Wild Game is a comedy drama set a dinner party in Vesturbær. Seven friends decide to put their phones on the table and agree that all incoming calls and messages will be shared with the party to prove that none have anything to hide. It is a remake of the 2016 Italian film Perfetti Sconosciuti - Perfect Strangers.

==Plot==
Eva and Runar host a dinner party for 5 guests in an affluent district.
One couple did not come, because the woman looked at partner's phone and
found he was cheating. Eva challenges everyone to put their phones on the
table and unlock them. Some are reluctant. Steini receives an erotic
message, but it was actually host Runar playing a joke. Petur gets a call
from his sister revealing he has applied for a new job in the north. Then
Eva gets a call from her father revealing she is having an operation. She
has to tell the guests it is breast augmentation. Leifur asks Petur to
swap phones, as he is expecting a woman to send him pictures at night,
but Petur refuses. Eva finds the sauce that Runar cooked to be awful and
tips it down the sink. Next Hildur gets a call from a friend telling her
to be more assertive in her sex life, which leads to most awkward moment
so far. The men get messages about a football game, except Leifur, and
he is miffed. His wife Hildur is drunk and angry and throws wine at Runar.

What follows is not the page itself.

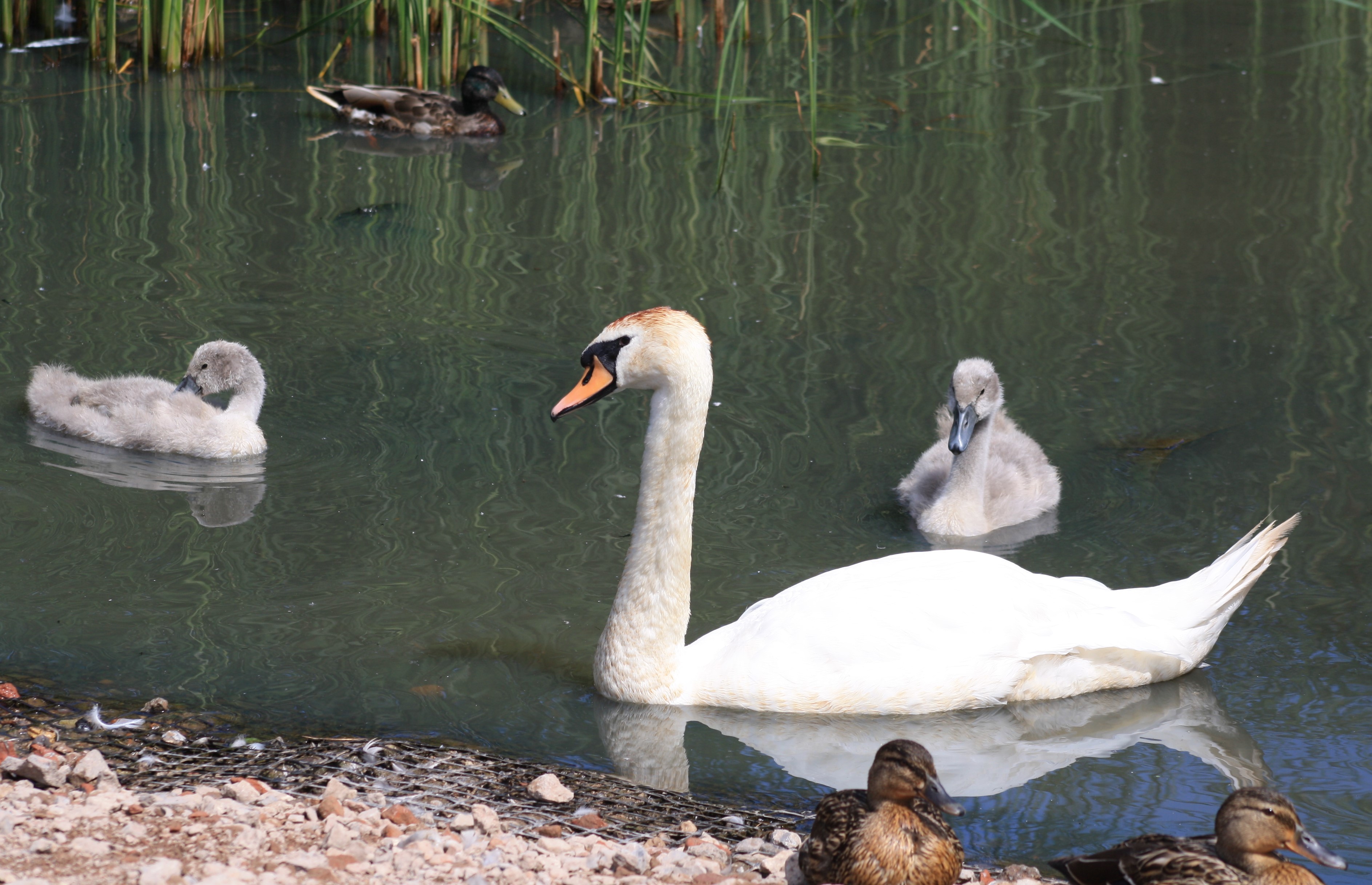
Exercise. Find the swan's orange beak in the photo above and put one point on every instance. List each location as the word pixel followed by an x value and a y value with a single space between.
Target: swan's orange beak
pixel 596 383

Leifur takes advantage of the commotion to swap phones. Petur gets the
nude picture and smashes the phone. Then Leifur gets a message from a famous
footballer on Petur's phone and has to explain how he knows him. A
volcano erupts on the horizon, serving as a metaphor for the rising
tension at the party.
They go outside to take a group photo and Björg gets messages from her
ex. Runar gets a call from his teenage daughter, saying nasty things
about her mother, who is listening. Leifur gets a call on Petur's phone
from the footballer. Steini is upset to learn the star football
player is gay. Another message from the football player shocks Hildur,
she walks out. It also causes a fight with Steini, who is homophobic.
And so it continues, learning of more affairs and drug taking. The night
ends with broken marriages and damaged friendships.